Grünen-Fraktionsvorsitzende Martina Klement erklärte: „Wir haben gerungen, aber es ist jetzt vorbei.“ Aber auch sie kritisierte, dass die Betroffenen aus der Geburtshilfe von der Politik nicht gehört worden seien. „Offenheit und Transparenz wären wünschenswert gewesen.“

Anders Andrea Niggemann (AfD): „Ich habe den Eindruck, dass sich die Geschäftsführung um Transparenz bemüht hat.“ Auch eine Anhörung der Belegärzte hätte vermutlich nichts an der Situation geändert. Das politische Spiel sei aber noch nicht vorbei, so gehe es in der Debatte um Verantwortung und Schuld. „Jetzt wird versucht, politisches Kapital daraus zu schlagen.“ Der Antrag der CDU sei rechtlich und tatsächlich nicht machbar. Und Vorwürfe gegen den Landrat seien in diesem Fall „unredliche Schuldzuweisungen“.
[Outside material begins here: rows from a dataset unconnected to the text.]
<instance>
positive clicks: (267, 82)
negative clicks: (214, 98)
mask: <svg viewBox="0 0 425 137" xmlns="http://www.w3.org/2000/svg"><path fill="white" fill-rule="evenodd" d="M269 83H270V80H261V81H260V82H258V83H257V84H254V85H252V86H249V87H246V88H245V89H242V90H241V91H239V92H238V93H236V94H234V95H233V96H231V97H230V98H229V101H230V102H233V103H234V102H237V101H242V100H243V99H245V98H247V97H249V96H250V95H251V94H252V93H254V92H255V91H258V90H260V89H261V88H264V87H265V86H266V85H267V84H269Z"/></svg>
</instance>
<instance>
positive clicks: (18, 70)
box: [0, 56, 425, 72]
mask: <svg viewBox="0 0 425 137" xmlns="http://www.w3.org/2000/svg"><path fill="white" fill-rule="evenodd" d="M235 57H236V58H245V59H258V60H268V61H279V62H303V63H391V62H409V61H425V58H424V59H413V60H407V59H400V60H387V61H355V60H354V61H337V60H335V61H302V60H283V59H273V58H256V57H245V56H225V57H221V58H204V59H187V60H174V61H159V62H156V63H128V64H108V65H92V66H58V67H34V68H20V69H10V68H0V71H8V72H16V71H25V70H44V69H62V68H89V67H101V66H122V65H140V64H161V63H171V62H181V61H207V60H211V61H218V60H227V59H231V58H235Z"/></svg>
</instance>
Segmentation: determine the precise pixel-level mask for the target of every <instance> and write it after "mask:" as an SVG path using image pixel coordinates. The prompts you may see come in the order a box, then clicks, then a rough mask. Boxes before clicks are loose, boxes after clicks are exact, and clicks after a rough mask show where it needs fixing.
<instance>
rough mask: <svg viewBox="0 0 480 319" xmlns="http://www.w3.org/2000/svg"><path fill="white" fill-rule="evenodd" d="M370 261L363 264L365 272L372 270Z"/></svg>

FDP-Kreistagsabgeordneter Wolfram Dette: „Ich habe vollstes Verständnis für die Emotionen bei diesem Thema.“ Aber aktuell seien die Rahmenbedingungen für einen Fortbestand der Geburtshilfe nicht mehr gegeben. Eine Belegärztin habe gekündigt, und ein anderer Belegarzt wolle keinen Nachtdienst machen. Auch die Klinik-Geschäftsführung könne nicht zaubern.